Intel desktop, GStreamer 1.20, direct-mode fallback

Intra-process composition + DDS round-trip elimination, not GPU offload — VAAPI is in fallback mode on this GStreamer 1.20 host.

ActionPrism median (ms)Stock median (ms)Δ %
resize4.5510.77−57.8 %
crop4.2722.65−81.1 %
colorconvert2.992323.65
chain (3 ops)12.8676.28−83.1 %

colorconvert Δ% omitted — stock baseline is a Python NumPy node that cannot drain 4K BGR8 at 10 Hz (image_proc ships no C++ colorconvert). Full per-percentile data, methodology, and the throughput-ceiling explanation in intel_desktop_simple_summary.md.

Jetson Orin Nano Super, JetPack 6.2

Per-action backend on legacy nvvidconv (resize/chain GPU, crop CPU videocrop, colorconvert GPU). The BGR-CAPS gap that drives this routing, the Round-3 colorconvert contention finding (bench-harness CPU saturation, not BGR-adapter dominance), and the empirical intra-process verification are documented in the linked summary.

ActionPrism median (ms)Stock median (ms)Δ %
resize21.77
crop716.56868.65−17.5 %
colorconvert1194.6114295.86
chain (3 ops)17.11

Stock-side image_proc::ResizeNode does not publish frames inside this container (an image_proc packaging issue, not a Prism finding) — so resize and chain are Prism-only; colorconvert Δ% is omitted for the same structural reason as Intel. Full per-percentile data, the Round-3 contention finding, and a single-process direct-mode 9.27 ms colorconvert reference in orin_simple_summary.md.

Reproducing

shell
python3 bench/run.py --operation resize --video /path/to/4k.mp4 \
  --duration 120 --warmup 10 --output-dir bench/results/
python3 bench/analyze.py --results-dir bench/results/ \
  --output bench/results/summary.json
python3 bench/emit_simple_summary.py --summary bench/results/summary.json \
  --host-label "<host description>" --gst-version "$(gst-launch-1.0 --version | head -1)" \
  --out bench/results/<host>_simple_summary.md

Repeat with --operation {crop,colorconvert,chain}.

07 — Roadmap

Forward-looking work

Short-term to exploratory, in roughly that order.

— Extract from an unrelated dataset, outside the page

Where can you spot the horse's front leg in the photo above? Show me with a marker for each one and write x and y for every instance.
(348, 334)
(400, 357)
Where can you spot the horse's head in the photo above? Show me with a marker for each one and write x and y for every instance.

  • Extend wrapper coverage to additional image_proc operations. Per-action prism::FlipNode first, then rectify and debayer.
  • GStreamer 1.22+ Intel VA-API capture. A clean A/B run on Ubuntu 24.04 where vapostproc validates and the GPU resize kernel does the work, rather than direct-mode cv::resize.
  • Jetson Orin capture against an image that ships nvvideoconvert. Closes the legacy nvvidconv BGR-CAPS gap by removing the CPU videoconvert ↔ BGRx adapter on each pipeline boundary.
  • AMD Ryzen A/B capture. Same harness, different host class, no VA-API path.
  • Rockchip RK3588 / Qualcomm QCS 6490 backend exploration. RubikPi 3 hardware on hand; the target is a Mali-G610 / RGA path validated against the local GStreamer registry the same way VA-API is.
  • ROS Buildfarm submission for binary distribution.
  • Extended test coverage — integration tests beyond the current gtest unit suite, alongside the Buildfarm submission noted above.